Два первых года, проведенных в Ашхабаде, он все еще надеялся – опомнятся, позовут назад, он вернется победителем, закаленным в боях со стихией, на белом коне. Куда там! Битва за лучшее место под солнцем в партийных рядах продолжалась без него. На такой войне выбывших забывают быстро.

Десять лет он потратил на попытки каким-то образом вернуться, на пустые терзания и звонки бывшим товарищам. Те перебывали у него по разочку в гостях, ради экзотики, поедания желтых медовых дынь и огромных, солнцем налитых персиков, однако его призывы о помощи оставили без ответа.

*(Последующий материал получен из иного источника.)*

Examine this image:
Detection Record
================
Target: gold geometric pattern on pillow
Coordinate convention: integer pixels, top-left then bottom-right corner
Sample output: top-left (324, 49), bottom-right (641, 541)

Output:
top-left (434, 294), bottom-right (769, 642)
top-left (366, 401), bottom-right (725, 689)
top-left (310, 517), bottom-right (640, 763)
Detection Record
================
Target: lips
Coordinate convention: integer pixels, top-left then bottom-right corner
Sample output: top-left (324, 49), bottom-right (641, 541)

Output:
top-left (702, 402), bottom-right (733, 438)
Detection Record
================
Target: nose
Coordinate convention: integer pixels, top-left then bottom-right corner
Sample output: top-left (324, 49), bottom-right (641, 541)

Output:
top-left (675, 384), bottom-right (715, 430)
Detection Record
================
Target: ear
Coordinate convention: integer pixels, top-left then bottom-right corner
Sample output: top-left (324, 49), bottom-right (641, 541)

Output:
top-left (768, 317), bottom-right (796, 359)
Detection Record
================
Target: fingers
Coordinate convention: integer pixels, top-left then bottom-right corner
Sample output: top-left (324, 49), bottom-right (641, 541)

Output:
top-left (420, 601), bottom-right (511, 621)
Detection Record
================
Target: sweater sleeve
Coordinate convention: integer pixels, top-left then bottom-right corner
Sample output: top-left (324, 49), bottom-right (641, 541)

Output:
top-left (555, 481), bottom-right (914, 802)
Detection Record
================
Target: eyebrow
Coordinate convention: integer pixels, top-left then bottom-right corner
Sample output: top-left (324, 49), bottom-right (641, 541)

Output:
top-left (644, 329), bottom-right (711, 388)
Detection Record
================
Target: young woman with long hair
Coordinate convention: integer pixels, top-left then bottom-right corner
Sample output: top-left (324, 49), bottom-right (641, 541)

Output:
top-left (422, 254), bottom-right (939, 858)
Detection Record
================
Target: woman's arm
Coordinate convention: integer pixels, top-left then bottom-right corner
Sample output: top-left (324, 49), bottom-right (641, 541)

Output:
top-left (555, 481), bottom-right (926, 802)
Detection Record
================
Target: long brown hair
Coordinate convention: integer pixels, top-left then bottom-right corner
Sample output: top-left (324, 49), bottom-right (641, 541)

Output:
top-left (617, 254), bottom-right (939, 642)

Время шло, а со временем ко всему привыкаешь. А когда привыкаешь, начинаешь смотреть другими глазами. А если смотреть по-другому, можно увидеть не только недостатки, но и кое-какие достоинства. Отыскивается и хорошее, и светлое. Потому что не может человек жить в темноте и терзаниях.

Через десять лет Павел Антонович впервые выбрался в Москву. И обомлел. Его удивил – и отчасти весьма неприятно – тот самый уклад жизни, к которому он когда-то так рьяно стремился. Все куда-то бежали, суетились, дрожали за свои места, смотрели косо. Ни покоя, ни отдыха. На юге жизнь у него была степенной и размеренной. Дела чередовались с праздниками, и то и другое было обставлено пышно, с восточным размахом. Люди гостеприимно распахивали свои двери перед каждым. Не потому что были просты, а по обычаю. А просты, скорее, были москвичи. Все-то у них, что не белыми нитками, то красной нитью.